YAML (a recursive acronym for "YAML Ain't Markup Language") is a human-readable data-serialization language. It is commonly used for configuration files and in applications where data is being stored or transmitted.

Inspect and Cleaning the Data

As with all important data science tasks, we want to inspect our data and gather some elementary information about the features, labels, variable types amongst other things.


There are 199,504 entries, spanning from 2011-04-16 to 2019-06-19. Quite a large number of data points here. There are 8 columns (zero-indexed) of various types.

The sellPrice and propType columns should be appropriately changed to floats as selling prices are continious variables and property types to categories as they are... categorical. This will make our analyses methods more informative.


Great! Our values now are of a more appropriate type. Now to continue inspecting the dataframe.

There are a few columns that are reduntant for our analyses. We can remove the id and postalCode columns.

To quickly get an overview of our data and it's statistical properties we can use the describe method on the dataframe. We tranpose the dataframe to make viewing it easier.

Immediately some interesting properties stand out.

There is some work to do dealing with the outliers in this dataset it seems.

We can begin by removing the max value in our dataset and then check how this has impacted our summary statistics.

Supposedly this property was sold in 2010, in Zetland, with 99 bedrooms and 41 car spaces. Even if this was a big property development this price does not make sense. For further context the GDP of Estonia is around the same as this outlier.

Lets drop this value.

Woah! Our standard deviation has dropped significantly, as expected, by around 5.5m. This is important has any inferences or analyses would have been quite off the mark if we included our Estonia priced property.

Let us continue by addressing the lower range of our dataset. I believe a sensible amount lower range would be property prices greater than $10,000.

After some preliminary and elementary data preprocessing we can now explore our data and find answers to some interesting questions. Maybe we can begin with:

Which 10 suburbs sold the most properties?


Interesting, Castle Hill located 30 kilometres north-west of the Sydney central business districtand 9.5 kilometres north of Parramatta, tops the list. It is within the Hills District region, split between the local government areas of The Hills Shire and Hornsby Shire. Castle Hill residents have a personal income that is 18.9% greater than the median national income, according to the 2016 Census. This may indicate that Castle Hill may be of interest to property analysts.

Another interesting metric, which will later be used for the choropleth map is the median house price (a statistic that isn't skewed by outliers) for each suburb.

Out of interest, the large outlier which was the 20.7b property, was located in Zetland, where the median house price is 1.130m. More evidence that this value was bonkers.

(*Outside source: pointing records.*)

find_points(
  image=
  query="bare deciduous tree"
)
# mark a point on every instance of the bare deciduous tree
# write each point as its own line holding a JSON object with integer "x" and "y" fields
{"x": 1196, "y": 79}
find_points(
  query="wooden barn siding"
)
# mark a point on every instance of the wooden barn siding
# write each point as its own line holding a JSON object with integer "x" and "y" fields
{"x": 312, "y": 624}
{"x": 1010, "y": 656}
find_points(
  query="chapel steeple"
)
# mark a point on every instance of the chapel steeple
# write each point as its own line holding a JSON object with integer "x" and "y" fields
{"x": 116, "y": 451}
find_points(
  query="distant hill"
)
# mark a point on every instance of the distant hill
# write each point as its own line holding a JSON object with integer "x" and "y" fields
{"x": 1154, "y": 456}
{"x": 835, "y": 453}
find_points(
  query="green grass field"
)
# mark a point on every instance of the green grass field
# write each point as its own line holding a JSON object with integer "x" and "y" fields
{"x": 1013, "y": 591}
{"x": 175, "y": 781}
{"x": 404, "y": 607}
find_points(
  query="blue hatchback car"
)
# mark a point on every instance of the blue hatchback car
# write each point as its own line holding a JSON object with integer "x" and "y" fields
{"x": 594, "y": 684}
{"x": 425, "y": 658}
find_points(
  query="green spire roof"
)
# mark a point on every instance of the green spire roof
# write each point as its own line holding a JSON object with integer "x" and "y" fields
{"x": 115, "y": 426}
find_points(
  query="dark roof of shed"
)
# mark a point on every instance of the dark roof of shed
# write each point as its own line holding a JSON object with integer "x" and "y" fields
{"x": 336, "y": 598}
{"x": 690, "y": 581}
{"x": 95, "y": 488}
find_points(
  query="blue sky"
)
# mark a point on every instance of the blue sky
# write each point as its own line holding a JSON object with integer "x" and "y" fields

What are the suburbs with the highest median prices in Sydney?

Unsuprisingly Point Piper is the highest median selling price. Next on the list is Collaroy Beach, another coastal suburb but in the Northern Beaches. It seems that the old adage that coastal properties house the elite may be correct according to these high selling prices.

The next step to get a better feel for our data is to visualise some relationships.

Visualisations

Our data has a temporal dimension. With each sale there is a timestamp that is attached to that sale. An interesting insight may be which where the most popular months of the sale of properties around sydney.

As we see January is the month in which the least number of properties were sold. March was the highest month sold.

Distributions

Can check the distribution of our data types.

Boxplot

A boxplot is a useful way to compare continous values across different categorical types. Here we can analyse differences between different property types in Sydney.

Creating the Choropleth Map

To create a choropleth map using plotly we need a couple of things:

We imported a useful helper function that will grab the relevant json from the internet and saves it as a geopandas dataframe. This will be useful when merging the data.

We can see that the nsw_loca_2 is the most obvious key to match on. The first column are our geometry parameters that will plotly will use to plot our map. However one issue still exists. We need to make sure the strings in the nsw_loca_2are formatted in the same way as the median statistics dataframe. From a quick inspection that dataframe had suburbs in a proper noun format. We will change the geopandas df to reflect this.

Awesome! Now we can merge our two dataframes. We want to do an inner merge, which will match all rows that are common to both dataframes.